Mr Croker told shareholders: “Following the recent legal settlement with Light & Wonder, we expect to recognise a AUD45-million legal cost recovery … relating to legal costs incurred to date.”
The sum included circa AUD16 million of legal costs likely to be incurred in the current year. The firm’s financial year runs from October 1 to September 30 in the following calendar year.
Mr Croker stated in his Thursday comments: “The remainder of the US$127.5 million settlement is expected to be booked as a significant item.”
In January, Aristocrat Leisure and Light & Wonder jointly announced that Aristocrat would drop legal action in the United States and Australia, about alleged infringement of Aristocrat trade secrets concerning Light & Wonder’s “Dragon Train” game.
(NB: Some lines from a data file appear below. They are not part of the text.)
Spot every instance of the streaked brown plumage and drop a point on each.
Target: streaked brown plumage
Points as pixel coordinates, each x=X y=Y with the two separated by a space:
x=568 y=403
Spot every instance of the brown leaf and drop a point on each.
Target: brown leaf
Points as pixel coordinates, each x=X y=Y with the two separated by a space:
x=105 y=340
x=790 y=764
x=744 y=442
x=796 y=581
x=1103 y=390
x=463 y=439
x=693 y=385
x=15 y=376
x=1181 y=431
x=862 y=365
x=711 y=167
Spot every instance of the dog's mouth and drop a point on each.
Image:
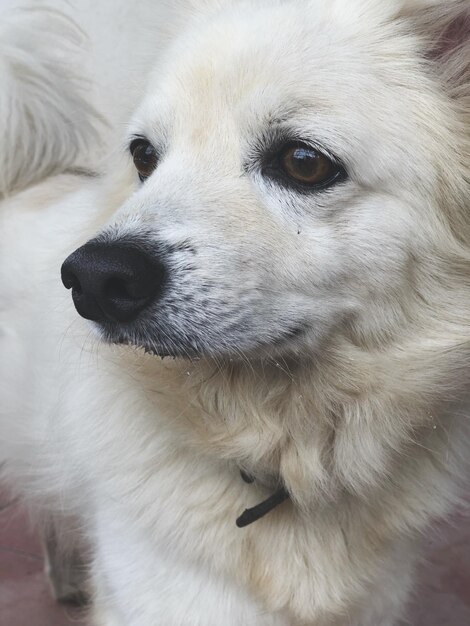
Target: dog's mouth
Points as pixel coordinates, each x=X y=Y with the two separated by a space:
x=193 y=349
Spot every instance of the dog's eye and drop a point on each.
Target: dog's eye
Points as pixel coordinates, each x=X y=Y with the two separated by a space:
x=145 y=157
x=304 y=166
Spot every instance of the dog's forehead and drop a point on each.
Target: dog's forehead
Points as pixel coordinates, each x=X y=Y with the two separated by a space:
x=299 y=52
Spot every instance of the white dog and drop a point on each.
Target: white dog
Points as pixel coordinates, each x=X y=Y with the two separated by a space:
x=288 y=220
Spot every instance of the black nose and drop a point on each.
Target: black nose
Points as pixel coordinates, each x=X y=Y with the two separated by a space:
x=112 y=281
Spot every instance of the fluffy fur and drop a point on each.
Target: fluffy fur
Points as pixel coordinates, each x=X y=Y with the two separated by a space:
x=362 y=415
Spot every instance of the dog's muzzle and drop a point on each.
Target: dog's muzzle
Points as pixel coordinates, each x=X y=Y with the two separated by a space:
x=112 y=282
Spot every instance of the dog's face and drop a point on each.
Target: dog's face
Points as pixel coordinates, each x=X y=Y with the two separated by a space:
x=284 y=172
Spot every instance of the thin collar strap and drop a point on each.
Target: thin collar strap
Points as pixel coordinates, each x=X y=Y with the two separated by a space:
x=263 y=508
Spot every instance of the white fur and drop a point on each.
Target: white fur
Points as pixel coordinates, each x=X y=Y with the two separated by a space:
x=363 y=417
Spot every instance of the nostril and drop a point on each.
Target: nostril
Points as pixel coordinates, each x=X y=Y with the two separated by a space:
x=71 y=281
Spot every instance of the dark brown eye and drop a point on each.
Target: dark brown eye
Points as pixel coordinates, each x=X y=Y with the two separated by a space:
x=145 y=157
x=308 y=167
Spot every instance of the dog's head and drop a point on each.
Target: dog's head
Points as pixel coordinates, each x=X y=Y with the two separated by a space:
x=295 y=167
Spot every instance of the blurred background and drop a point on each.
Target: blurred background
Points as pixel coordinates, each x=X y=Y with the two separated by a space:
x=442 y=597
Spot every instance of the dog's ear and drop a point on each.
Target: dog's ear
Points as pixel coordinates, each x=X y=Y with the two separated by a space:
x=444 y=26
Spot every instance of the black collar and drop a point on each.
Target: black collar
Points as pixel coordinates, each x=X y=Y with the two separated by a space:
x=263 y=508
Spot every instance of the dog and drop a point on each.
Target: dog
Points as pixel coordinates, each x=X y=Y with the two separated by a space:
x=236 y=348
In Thursday’s AGM, Neil Chatfield, Aristocrat’s chairman, stated: “Aristocrat takes a proactive approach to defending its intellectual property and we are fully committed to protecting the great work of our dedicated creative and technical teams.”
He added: “We will not hesitate to robustly defend and enforce our rights to ensure fair competition within the industry.”
CEO Mr Croker told shareholders in terms of the outlook for the group: “We … see continued organic growth potential in gaming markets such as Asia where demographic and income trends support long-term growth.”
Other opportunities included in Europe, which he said was “underpenetrated” by the group; while there were chances presented by “market openings such as the UAE, due to launch in 2027”.
That was a reference to Wynn Resorts Ltd’s new casino complex Wynn Al Marjan Island, in Ras Al Khaimah, in the United Arab Emirates (UAE), scheduled to open in spring 2027.
Mr Croker also mentioned “ongoing opportunities to gain share” in the group’s “land-based casino systems, while also benefitting from new customer wins” for the firm’s digital player account management platform, “which supports both iGaming and online sports betting”.
The CEO further observed that the group was “excited” about a number of “small acquisitions that will add capabilities aligned” with the company’s “technology platform” and build the group’s “AI [artificial intelligence] knowledge,” as Aristocrat “will be investing further in new opportunities arising from these deals”.
He mentioned October’s acquisition of Awager, a provider in the regulated live slot streaming segment, and this month’s announcement it was acquiring U.S.-based Gaming Analytics Inc for an undisclosed consideration. The latter is a provider of AI-powered tools to land- based operators for real-time player analytics, slot optimisation and marketing automation.
In November, Aristocrat announced financial-year statutory net profit at circa US$857 million amid restructuring of its digital business.